Tunis – Après plusieurs mois de tension, l’inflation en Tunisie a enregistré une baisse significative en août 2025, pour s’établir à 5,2 %, contre 7,1 % au début de l’année. Une évolution qui suscite l’espoir d’une stabilisation, mais qui appelle aussi à la prudence, tant les fragilités structurelles de l’économie demeurent.
Les raisons d’un recul
Selon les dernières statistiques de l’Institut national de la statistique (INS), la décélération de l’inflation est attribuable à plusieurs facteurs. D’abord, la détente des prix internationaux du blé et du pétrole, qui a allégé la facture énergétique et alimentaire. Ensuite, une campagne agricole relativement correcte, ayant permis de limiter la dépendance aux importations de certains produits de base. Enfin, la politique monétaire de la Banque centrale de Tunisie (BCT), marquée par des hausses de taux successives et un resserrement du crédit, a fini par produire un effet modérateur sur la consommation et l’investissement.
Les limites de la tendance
Mais derrière ces chiffres encourageants se cachent des fragilités persistantes.
• La Tunisie demeure fortement dépendante des importations pour son approvisionnement en céréales, carburants et biens de consommation.
• Les subventions continuent de masquer le vrai coût de nombreux produits stratégiques, créant un décalage entre inflation “officielle” et ressenti des ménages.
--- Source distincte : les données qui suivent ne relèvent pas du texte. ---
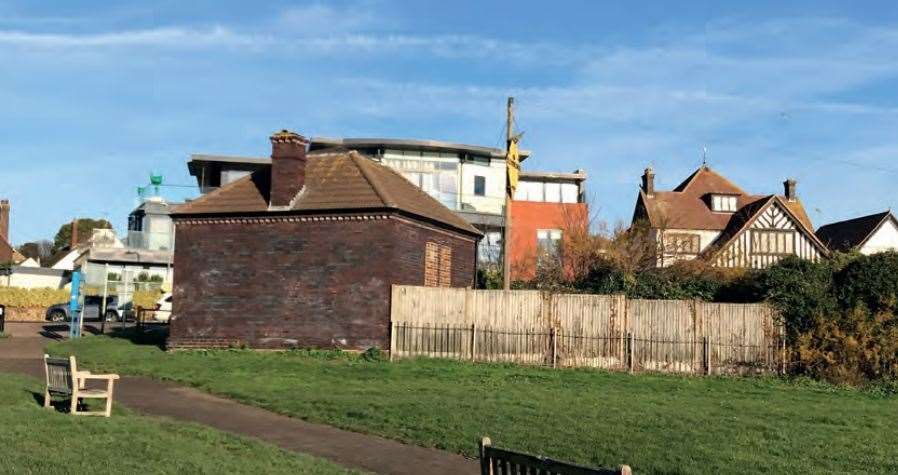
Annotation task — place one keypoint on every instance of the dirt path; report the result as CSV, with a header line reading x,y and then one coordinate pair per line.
x,y
22,353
• Le pouvoir d’achat reste mis à mal par la stagnation des salaires, alors que de nombreuses familles consacrent plus de 40 % de leurs revenus à l’alimentation.
Du côté des entreprises, le coût du crédit demeure élevé, freinant l’investissement, particulièrement pour les PME déjà fragilisées par un accès difficile au financement bancaire.
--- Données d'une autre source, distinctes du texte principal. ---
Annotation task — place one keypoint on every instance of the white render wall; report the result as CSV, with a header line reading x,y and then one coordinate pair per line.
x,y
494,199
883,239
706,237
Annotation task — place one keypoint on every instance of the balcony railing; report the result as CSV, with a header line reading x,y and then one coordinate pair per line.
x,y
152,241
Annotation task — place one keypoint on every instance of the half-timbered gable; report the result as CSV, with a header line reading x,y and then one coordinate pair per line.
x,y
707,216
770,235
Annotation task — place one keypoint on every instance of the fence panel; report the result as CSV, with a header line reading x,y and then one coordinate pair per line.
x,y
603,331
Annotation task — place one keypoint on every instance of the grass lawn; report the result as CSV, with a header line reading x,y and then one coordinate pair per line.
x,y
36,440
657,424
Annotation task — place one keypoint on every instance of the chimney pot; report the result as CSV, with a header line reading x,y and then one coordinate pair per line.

Impact pour les ménages et les entreprises
Pour les citoyens, cette accalmie représente un soulagement partiel : le panier alimentaire connaît une hausse plus modérée, ce qui se traduit par une respiration pour les budgets familiaux. Mais les loyers, les frais scolaires et les services continuent de peser lourd.
Pour les entreprises, notamment dans l’industrie et le commerce, la baisse de l’inflation se traduit par une meilleure visibilité et un ralentissement de la hausse des intrants. Toutefois, beaucoup estiment que sans réforme fiscale et sans amélioration du climat des affaires, l’impact restera limité.
Vers un tournant structurel ?
La grande question demeure : cette baisse marque-t-elle un tournant durable, ou n’est-elle qu’une parenthèse conjoncturelle ? Les économistes sont partagés. Certains y voient le signe que la BCT a réussi son pari de stabilisation monétaire. D’autres rappellent que la Tunisie reste exposée aux chocs extérieurs : une hausse des cours du pétrole ou une mauvaise récolte pourraient rapidement inverser la tendance.
Une opportunité politique et économique
Pour le gouvernement, cette embellie statistique pourrait servir d’argument politique, notamment face aux critiques sur la cherté de la vie. Mais elle doit surtout être l’occasion d’accélérer les réformes : rationalisation des subventions, relance de la production locale, amélioration de la logistique et lutte contre l’économie informelle.
En somme, la baisse de l’inflation est une fenêtre d’opportunité : encore faut-il savoir l’utiliser pour bâtir une stabilité durable.